だとすると何かしらの手がかりが残されているはず。
ティアヌは迷いを振り払う。
「絶対に船を降りちゃだめよ! いい? 絶対よ?」
当初島へはマディソン号で乗り付ける予定ではなかった。
島の陸地はほぼ海面下にのみこまれ、神殿があったとされる山頂部のみが突き出しているという地形の特質状、海底は底知れない溪谷をつくりだしており、暗礁に乗り上げるおそれがまったくないことからマディソン号を島へ停泊させることにした。

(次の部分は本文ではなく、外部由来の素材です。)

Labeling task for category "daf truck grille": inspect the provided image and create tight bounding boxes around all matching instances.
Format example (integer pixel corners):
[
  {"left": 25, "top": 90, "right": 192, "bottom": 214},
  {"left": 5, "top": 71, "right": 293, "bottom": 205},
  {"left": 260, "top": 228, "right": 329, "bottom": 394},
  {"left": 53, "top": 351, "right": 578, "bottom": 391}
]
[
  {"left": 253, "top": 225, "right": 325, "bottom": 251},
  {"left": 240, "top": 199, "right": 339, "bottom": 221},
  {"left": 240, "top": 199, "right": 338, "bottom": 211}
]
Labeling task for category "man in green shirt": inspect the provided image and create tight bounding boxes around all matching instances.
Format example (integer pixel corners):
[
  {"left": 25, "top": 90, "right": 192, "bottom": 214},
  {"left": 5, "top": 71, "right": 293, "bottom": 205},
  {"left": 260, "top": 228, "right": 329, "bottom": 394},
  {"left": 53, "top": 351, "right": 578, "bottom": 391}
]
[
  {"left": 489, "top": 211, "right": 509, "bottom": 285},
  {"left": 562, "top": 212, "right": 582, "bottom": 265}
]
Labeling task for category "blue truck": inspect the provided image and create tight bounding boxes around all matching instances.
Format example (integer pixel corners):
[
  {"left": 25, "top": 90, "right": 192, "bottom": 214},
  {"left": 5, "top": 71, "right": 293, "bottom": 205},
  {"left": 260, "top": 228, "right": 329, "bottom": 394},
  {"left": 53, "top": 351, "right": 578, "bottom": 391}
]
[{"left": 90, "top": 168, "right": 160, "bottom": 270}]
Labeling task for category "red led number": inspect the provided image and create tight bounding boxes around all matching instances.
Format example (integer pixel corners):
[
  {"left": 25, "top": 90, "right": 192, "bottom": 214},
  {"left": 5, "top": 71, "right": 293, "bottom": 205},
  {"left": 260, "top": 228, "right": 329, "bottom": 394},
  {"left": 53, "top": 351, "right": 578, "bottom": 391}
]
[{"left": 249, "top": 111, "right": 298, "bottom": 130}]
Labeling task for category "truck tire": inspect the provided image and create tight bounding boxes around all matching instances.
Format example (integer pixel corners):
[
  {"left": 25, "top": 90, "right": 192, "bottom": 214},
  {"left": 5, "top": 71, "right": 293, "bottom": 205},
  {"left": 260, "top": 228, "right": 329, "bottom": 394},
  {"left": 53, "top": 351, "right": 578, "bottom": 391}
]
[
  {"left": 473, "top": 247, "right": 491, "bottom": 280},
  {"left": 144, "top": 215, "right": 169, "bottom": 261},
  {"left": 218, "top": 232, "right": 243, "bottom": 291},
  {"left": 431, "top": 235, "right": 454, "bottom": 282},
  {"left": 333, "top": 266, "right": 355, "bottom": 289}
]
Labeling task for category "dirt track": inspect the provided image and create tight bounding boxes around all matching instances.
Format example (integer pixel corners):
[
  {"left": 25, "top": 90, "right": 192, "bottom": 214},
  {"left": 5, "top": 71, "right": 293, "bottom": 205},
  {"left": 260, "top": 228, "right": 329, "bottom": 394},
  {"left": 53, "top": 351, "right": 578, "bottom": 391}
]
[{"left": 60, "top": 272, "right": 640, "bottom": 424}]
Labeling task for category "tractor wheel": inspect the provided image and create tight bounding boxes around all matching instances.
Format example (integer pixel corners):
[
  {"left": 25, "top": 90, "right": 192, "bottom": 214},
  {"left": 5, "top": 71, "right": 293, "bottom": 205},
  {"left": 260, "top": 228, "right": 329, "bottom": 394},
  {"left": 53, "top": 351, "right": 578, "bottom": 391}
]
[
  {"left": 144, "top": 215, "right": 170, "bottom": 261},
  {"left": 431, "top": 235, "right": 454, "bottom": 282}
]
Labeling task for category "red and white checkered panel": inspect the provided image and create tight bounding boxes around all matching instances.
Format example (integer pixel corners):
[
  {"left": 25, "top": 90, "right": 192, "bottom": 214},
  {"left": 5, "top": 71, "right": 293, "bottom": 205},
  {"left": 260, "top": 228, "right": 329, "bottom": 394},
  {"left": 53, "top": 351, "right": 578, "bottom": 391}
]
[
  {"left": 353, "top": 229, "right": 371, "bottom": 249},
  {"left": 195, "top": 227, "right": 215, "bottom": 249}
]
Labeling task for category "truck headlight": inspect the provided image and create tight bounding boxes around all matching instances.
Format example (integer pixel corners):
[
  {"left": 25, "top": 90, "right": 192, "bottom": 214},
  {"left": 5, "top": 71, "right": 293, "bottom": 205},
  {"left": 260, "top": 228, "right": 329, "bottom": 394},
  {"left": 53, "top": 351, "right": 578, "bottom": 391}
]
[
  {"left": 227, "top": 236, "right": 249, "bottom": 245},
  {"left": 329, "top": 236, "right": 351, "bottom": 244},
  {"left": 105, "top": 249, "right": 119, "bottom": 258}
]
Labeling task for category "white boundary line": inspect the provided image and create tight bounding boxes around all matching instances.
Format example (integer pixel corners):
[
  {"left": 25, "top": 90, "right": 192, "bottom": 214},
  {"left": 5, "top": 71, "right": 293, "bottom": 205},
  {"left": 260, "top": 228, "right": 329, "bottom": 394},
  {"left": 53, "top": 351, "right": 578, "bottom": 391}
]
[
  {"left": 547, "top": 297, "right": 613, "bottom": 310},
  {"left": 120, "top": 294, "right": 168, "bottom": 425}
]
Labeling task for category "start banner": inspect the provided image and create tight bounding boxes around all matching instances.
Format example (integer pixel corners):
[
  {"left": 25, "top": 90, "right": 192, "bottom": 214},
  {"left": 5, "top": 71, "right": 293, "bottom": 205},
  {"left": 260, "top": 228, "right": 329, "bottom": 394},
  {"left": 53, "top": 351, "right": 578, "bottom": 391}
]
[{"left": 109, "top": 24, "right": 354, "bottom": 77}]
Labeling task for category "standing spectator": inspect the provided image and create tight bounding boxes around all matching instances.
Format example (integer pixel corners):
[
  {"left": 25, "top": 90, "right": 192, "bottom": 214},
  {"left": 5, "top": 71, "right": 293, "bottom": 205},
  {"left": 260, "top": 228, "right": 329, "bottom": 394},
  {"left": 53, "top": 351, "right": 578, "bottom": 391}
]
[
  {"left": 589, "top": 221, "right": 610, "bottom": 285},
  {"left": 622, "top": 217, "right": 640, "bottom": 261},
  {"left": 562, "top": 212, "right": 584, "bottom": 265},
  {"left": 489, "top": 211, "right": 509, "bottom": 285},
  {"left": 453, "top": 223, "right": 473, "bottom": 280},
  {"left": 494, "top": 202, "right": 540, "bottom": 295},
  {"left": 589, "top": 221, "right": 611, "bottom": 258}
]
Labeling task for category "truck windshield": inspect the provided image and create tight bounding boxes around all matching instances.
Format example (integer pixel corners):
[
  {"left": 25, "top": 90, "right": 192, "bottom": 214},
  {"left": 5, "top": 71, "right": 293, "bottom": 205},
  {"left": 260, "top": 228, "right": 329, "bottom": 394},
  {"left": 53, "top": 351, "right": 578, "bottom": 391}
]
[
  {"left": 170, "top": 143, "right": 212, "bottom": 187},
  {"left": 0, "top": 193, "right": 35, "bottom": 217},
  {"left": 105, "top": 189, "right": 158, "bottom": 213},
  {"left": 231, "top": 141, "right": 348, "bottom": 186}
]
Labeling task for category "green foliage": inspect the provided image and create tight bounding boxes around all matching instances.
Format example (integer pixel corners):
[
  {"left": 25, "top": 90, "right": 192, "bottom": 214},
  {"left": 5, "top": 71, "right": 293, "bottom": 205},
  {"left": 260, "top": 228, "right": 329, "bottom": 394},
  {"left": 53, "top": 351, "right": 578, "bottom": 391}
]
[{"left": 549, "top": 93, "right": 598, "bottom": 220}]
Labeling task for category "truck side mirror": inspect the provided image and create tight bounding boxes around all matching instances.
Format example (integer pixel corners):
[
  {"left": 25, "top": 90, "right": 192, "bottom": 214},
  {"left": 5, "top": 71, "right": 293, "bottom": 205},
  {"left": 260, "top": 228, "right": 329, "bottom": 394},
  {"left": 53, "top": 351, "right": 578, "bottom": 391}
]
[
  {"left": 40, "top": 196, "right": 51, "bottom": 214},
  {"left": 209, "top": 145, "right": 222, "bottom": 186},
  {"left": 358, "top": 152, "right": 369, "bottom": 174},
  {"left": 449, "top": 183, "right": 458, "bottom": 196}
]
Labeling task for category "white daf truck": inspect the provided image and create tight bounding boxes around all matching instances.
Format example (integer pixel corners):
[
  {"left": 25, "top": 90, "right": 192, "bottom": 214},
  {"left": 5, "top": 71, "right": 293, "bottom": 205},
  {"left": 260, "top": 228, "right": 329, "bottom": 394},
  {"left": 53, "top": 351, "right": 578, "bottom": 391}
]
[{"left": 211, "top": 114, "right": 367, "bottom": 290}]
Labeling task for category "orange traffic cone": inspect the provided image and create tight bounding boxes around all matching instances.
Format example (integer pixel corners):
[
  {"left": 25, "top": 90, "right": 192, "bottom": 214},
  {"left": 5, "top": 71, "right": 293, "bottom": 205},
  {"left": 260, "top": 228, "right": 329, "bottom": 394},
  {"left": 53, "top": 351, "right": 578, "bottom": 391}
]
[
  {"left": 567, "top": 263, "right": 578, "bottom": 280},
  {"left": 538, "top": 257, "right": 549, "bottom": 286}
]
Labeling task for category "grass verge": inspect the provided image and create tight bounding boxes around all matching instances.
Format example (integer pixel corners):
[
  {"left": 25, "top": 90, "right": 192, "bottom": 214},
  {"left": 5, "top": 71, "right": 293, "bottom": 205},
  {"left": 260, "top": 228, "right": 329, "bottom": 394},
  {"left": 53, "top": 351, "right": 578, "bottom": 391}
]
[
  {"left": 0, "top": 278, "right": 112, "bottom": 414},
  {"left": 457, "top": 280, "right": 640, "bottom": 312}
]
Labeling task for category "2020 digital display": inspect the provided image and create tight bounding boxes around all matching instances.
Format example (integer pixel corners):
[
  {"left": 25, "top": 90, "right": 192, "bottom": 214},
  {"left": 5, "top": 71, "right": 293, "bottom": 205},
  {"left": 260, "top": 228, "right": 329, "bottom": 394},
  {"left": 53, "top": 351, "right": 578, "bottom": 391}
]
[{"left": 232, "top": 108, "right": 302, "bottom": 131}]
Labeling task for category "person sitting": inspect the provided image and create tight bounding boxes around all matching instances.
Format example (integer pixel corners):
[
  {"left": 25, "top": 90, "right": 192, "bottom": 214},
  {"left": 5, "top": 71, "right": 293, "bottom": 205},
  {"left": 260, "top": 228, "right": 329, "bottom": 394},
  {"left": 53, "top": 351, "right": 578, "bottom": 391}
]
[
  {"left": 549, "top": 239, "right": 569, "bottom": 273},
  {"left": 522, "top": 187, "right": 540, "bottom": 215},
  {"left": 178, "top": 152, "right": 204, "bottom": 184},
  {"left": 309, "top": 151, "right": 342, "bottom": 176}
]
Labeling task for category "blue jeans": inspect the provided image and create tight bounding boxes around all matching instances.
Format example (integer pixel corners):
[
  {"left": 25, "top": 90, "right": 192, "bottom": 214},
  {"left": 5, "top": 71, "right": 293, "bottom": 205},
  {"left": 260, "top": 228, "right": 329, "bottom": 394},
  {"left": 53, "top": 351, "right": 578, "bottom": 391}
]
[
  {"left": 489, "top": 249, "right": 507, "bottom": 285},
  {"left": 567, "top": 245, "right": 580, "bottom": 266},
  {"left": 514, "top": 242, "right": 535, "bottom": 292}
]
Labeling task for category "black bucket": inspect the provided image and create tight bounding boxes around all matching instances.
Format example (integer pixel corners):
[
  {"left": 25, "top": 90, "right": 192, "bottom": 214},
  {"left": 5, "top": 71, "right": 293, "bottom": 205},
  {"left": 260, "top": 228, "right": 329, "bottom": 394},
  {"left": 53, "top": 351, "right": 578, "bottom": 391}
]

目の端には白い浜辺に碇をおろしたマディソン号が横付けされている。
下船するならば容易にできる。
海の怖さを誰よりも熟知している彼らなら、上陸しようなどという愚行にはおよぶまい。
欲にかられた船員たちがいないかぎりは。
「じゃぁ行ってくるわ」
「ご安心を。どうかお気をつけて」
子供ではない。自分の命は自らの責任において守ってもらうしかない。
「絶対よ!」
迷いをふりきりティアヌはマディソン号をあとにした。
「おぃ、ヤロウども! 集まれ」
一人の男を囲むようにして船員たちがぞろぞろと参集した。
よく磨かれたハゲ頭。一目おかれる通称、とっつぁんの周りを取り囲む。
「本当にたどり着けるとは思わなかったな。ここが海賊の懐を満足させられるお宝があるって島だ。あの小生意気な船長気取りの小娘にしては上出来だな。なんせ、これまで誰も行き着けないとされた通説をくつがえしやがったんだから」
「お頭。どうしやすか?」
オーバンがニヤついて言う。
「そうだな。お宝を目の前に指をくわえて待つのは海賊のすることじゃねぇ」
「しかしお頭。よくあの女海賊にあっしらの素性がバレませんでしたね」
「当たり前だろぅ? 海賊船ってのは、普段は、普通の船をよそおうもんだ。何のための偽装だとおもってるんだ? 伊達に長年この海賊業をやってるわけじゃね、だろ?」
「じゃお頭。そろそろ行きやすかい?」
「ヤロウども、下船の用意しろ! 行くぞ、お宝の山をさがしに」
「アイアイサーッ!」
彼らは本来の海賊としての顔色を取り戻した。